October 5, 2014.
Today I decided to hike a series of smaller hikes all in the general same vicinity driving to each one. First up is Rattlesnake Mt located in Rumney NH. The trail consists of a fairly easy and short climb up to a loop and then returns on the same trail.
As you can see from the GPS tracks I did a lot more than the "lollipop" loop hike. I'll explain the deviations along the way. A later start than normal and on the way up a view of the first destination from Route 25.
The ledges seen in the photo are famous and I guess world renowned in the rock climbing circles. The trailhead is located across the street from the Transfer Station and just before 8:30 I am on the trail. A short ways up the trail as I round the corner a flock of turkeys are on the trail and head for the woods as soon as they see me. I tried to get a picture of them but the best I could muster is a blurry shot of them scurrying away from me.

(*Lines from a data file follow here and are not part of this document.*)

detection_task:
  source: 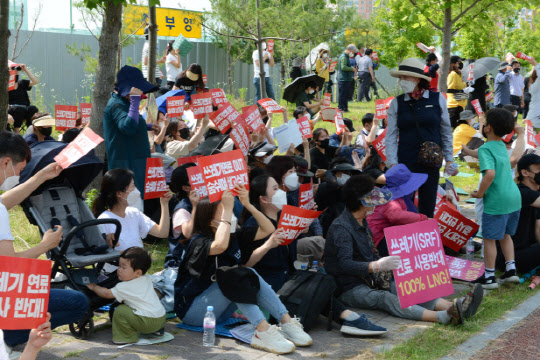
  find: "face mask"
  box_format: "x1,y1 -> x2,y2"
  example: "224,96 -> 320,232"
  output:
0,163 -> 19,191
272,189 -> 287,210
284,173 -> 300,191
399,80 -> 416,94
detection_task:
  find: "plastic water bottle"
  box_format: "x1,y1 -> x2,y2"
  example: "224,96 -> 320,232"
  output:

The trail climbs steadily but easily with a glimpse of the morning rays streaming through the trees.
Reaching the loop portion of the trail and I decide to go left first.
As I am heading up the trail I spy on my left a faint trail heading up and make note of it for some other time. Further up just past where the trail turns right another trail leading to the left. Curiosity gets the better of me as this one is more distinct. It meanders through the woods descending a bit then onto a ledge in the woods. Just beyond is another ledge but this one is open and the views towards the Groton Wind Farm are across the way.
The trail continues over to my left and right below the view ledge is one of those curious things I sometimes find. It is a rake leaning against a tree. A fairly new one at that.
Considering this is an unmaintained trail one can only wonder why someone left this behind. I first believed this section of "trail" was the old eastern portion of Rattlesnake Mt Trail that use to come up from Stinson Road. But most likely it might be part of a mountain biking trail. Overlaying my GPS track on an old map showing the old trail makes me lean towards that this is for mountain biking and not the old hiking trail.
No more time to see where the trail leads it is time to head back. On the way back I see something I missed on the way up, arrow signs on both sides of the trail.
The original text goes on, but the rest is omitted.